Kind of a late reply, hope it helps,

Rod
 
Not everyone uses it. However i do.  On smoked sausages i use one cup per 5 pounds of mix. This has always worked for me as i learned this when i was in the buisness and now retired.  You say you were happy with what you made but only need to tweek spices and adjust smoke. So you may have used a lean to fat ratio that turned out great without it.  The ratio of powder'd milk to the sausage mix can vary depending on the fat to lean ratio. The more fat, the more binder or powder'd milk in my opinion.  These binders absorb excess moisture and reduces shrinkage, giving you a better texture and form to your link or fibrous casing for summer sausage for example.  Reinhard
 
My first batch was a #7 pork butt.  I removed the bone and the bits that I did not think should be included. (thin lacy-slimy fatty tissue)   Stupid me did not weigh the final product to be ground and I used spices for a #5 recipe plus a few extras, but not enough. Even worse I did not cook off a sample before I stuffed the sausage, so all of that is on me. I smoked the links for nearly 6 hours in a cool/warm kettle, then in the oven to get the internal temp of 150.  Anyway the mix was on the lean side and needed more spice and smoke, still much better than anything in the stores. To be honest it was not a true Andouille that I grew up with, it looked a bit more like a kielbasa.  

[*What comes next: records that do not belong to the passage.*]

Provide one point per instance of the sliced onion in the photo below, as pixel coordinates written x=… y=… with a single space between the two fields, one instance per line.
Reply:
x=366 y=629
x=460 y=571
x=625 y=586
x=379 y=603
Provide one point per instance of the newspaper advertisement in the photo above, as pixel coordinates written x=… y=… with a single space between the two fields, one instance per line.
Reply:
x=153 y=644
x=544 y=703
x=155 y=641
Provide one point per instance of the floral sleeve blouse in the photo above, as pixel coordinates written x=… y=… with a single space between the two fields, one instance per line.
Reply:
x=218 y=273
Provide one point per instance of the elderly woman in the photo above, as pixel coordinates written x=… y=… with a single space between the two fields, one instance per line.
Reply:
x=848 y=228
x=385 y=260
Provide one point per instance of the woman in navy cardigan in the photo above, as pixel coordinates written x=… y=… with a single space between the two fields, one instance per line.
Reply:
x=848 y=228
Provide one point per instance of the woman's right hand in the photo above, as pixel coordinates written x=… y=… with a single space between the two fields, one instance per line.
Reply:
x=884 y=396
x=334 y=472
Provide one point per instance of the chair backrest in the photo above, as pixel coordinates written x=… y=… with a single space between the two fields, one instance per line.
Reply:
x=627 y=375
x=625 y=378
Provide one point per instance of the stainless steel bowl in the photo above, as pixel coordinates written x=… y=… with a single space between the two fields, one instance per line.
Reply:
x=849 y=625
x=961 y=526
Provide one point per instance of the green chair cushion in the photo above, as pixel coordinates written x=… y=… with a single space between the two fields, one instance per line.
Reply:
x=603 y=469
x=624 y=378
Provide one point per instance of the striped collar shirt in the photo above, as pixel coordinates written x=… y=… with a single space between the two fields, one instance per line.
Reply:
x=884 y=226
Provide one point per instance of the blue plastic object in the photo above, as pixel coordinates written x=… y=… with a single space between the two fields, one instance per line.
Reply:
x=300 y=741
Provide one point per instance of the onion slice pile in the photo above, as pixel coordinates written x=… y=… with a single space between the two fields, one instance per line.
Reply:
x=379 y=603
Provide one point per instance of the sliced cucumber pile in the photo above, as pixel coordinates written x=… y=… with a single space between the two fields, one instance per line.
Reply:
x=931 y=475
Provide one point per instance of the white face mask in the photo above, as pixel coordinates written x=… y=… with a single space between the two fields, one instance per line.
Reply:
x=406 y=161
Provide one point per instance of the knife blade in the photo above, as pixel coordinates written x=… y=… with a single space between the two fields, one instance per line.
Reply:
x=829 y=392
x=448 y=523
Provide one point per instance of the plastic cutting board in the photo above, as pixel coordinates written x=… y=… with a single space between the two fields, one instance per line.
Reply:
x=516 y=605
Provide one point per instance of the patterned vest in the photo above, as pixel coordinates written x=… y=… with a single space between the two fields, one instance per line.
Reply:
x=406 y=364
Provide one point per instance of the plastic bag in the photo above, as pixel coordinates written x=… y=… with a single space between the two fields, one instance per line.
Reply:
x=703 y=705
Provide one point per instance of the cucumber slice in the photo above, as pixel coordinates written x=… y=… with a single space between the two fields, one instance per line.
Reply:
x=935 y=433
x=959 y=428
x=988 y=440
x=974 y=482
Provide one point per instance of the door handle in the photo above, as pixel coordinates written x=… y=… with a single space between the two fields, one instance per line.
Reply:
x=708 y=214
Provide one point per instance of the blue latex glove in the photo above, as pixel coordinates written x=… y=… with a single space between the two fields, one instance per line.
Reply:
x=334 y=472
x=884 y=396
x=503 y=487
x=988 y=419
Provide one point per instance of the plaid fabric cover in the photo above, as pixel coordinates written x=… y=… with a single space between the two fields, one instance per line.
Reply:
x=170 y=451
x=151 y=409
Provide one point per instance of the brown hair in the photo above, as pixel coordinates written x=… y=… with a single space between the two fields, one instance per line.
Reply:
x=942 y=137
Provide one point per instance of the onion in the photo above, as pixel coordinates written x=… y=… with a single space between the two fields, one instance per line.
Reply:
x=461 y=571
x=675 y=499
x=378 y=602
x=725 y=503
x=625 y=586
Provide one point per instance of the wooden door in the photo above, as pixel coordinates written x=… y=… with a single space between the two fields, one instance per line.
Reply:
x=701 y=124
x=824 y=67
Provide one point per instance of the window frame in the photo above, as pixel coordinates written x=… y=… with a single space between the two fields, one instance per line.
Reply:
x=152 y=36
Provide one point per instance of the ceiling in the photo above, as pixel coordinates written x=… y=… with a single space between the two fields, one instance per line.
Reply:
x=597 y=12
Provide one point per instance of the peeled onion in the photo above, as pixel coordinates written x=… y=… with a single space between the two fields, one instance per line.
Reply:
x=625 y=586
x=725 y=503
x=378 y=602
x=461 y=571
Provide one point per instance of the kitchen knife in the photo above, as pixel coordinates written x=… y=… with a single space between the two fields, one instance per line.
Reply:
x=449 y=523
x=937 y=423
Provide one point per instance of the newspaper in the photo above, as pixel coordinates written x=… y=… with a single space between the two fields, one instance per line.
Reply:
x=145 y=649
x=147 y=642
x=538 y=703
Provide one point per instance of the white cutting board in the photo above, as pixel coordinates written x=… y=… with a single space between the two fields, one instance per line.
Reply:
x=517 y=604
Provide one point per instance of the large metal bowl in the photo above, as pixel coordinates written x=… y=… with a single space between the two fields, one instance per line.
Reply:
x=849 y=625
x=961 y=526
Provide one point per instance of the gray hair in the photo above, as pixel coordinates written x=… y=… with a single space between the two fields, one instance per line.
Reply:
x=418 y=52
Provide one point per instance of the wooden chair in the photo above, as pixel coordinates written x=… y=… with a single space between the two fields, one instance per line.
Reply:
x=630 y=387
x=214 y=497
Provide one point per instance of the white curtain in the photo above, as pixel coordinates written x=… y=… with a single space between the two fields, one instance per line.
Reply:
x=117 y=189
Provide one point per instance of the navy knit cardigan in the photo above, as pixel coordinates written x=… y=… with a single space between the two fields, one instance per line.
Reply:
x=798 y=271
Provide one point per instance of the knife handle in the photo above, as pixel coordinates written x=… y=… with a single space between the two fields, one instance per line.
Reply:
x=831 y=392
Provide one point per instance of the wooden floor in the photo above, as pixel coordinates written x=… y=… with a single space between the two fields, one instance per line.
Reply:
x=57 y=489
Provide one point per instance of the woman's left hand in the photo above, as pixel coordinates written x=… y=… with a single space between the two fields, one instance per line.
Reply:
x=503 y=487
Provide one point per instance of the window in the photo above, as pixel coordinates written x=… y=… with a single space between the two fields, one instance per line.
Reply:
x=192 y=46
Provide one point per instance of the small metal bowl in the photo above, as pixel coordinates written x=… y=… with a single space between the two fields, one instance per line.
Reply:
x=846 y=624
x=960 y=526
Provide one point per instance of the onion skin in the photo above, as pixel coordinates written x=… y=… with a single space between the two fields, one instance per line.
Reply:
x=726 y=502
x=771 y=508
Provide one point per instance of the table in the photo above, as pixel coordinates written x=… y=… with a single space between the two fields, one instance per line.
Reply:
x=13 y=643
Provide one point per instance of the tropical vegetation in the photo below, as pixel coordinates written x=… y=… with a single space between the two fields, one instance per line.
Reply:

I got a small amount of Soy Protein Isolate and will give it a try to see for myself, who knows I might like it.  I do remember a few French chefs that I worked with using DMP in pates and terrines and a few that would not use it...  so I guess it all comes down to using ingredients to do the job required and personal preferences. 

The next batch will be to try and achieve a traditional Cajun smoked sausage.  These will be beef & pork - heavily smoked and much drier than normal sausage.  I won't be using the Soy or DMP on these.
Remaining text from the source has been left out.